If key issues addressed, Indian EV market can touch $100 billion revenue by 2030: Report

Achieving this will require concerted strategies across five areas: new product development, go-to-market/distribution, customer segment prioritization, software development, and charging infrastructure.

India’s electric vehicle (EV) market has the potential to achieve over 40 per cent penetration with $100 billion revenue by 2030, a substantial increase from the current 5 per cent penetration, if the policymakers address some key challenges, a new report showed on Thursday.

This growth is expected to be driven by strong adoption (over 45 per cent) in both two-wheeler (2W) and three-wheeler (3W) categories, with four-wheelers (cars) penetration projected to grow to more than 20 per cent, according to the report by Bain & Company and Blume Ventures.

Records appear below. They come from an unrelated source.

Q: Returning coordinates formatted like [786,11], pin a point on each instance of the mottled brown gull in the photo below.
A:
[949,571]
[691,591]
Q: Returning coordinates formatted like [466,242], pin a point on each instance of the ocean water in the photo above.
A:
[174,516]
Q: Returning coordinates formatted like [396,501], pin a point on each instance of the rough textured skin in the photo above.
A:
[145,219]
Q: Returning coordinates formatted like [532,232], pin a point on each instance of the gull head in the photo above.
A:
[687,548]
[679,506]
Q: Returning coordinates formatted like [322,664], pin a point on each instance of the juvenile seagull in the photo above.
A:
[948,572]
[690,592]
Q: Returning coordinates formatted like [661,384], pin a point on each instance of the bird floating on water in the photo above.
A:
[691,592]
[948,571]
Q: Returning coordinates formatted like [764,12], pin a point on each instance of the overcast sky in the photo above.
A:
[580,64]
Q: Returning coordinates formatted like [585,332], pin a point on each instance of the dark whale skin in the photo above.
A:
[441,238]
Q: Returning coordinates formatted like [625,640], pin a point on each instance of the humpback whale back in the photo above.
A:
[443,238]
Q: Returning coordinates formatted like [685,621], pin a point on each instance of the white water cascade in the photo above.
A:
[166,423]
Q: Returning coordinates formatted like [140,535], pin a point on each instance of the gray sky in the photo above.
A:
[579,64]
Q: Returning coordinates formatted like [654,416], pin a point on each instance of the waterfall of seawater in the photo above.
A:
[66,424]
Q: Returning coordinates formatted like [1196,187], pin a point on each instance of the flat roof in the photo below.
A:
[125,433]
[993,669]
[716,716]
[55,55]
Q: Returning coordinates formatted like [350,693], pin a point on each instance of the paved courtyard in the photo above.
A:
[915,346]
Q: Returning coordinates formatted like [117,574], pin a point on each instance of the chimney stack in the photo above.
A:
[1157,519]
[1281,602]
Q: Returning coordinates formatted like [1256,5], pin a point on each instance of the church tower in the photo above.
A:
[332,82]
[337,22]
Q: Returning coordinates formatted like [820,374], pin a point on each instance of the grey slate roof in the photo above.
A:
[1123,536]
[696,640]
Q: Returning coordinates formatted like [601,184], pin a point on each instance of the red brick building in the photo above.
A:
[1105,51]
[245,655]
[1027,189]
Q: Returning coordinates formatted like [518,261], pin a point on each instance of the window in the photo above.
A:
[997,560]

However, several structural challenges need to be addressed to achieve this potential across five themes – new product development, go-to-market/distribution, customer segment prioritisation, software development, and charging infrastructure, the findings showed.

India significantly lags other geographies on charging infrastructure, with roughly 200+ EVs per commercial charging point in the country, as compared to 20 in the US and less than 10 in China.

“India needs both slow and fast-charging infrastructure, through establishing more charging points in existing EV areas, as well as widening pin-code coverage to reduce range anxiety,” said the report.

Electric two-wheeler (E2W) market penetration can grow from 5 per cent to 45 per cent by 2030, provided original equipment manufacturers (OEMs) develop mid-segment scooter products to enable over 50 per cent penetration in scooter segment and introduce breakthrough entry-level motorcycle offerings.

“This will also require changes across the ecosystem – from reimagined distribution model, online customer engagement (community-led D2C), a scientific secondary market to localised supply chain, after sales model, and charging infrastructure,” the report mentioned.

Electric four-wheeler (E4W) market is expected to initially take off with fleet before passenger segment inflects. This will require fleet-specific EV models (entry-level cars in mass category) at price points comparable to corresponding ICE products, said the report.

“OEM-led distribution networks (to demonstrate the benefits of EVs over ICE models despite higher pricing) and B2B partnerships in the fleet, will be critical to scale. Software will become an increasingly important differentiator for OEMs,” it added.

OEMs will need a deep understanding of customer segments to build EVs that meet their needs, especially with respect to range and performance. In addition, for better economics, OEMs may need to reduce “nice to have” features from existing premium models when subsidies expire, said the report.

Software can help OEMs materially improve their economics by adding new revenue streams and simultaneously improving vehicle performance. “For example, OEMs can leverage software to enhance power delivery, optimise battery management based on vehicle usage to increase battery life, etc. Global EV OEMs like Tesla extensively use software to enable superior safety, battery management and improve the overall customer driving experience,” the report mentioned.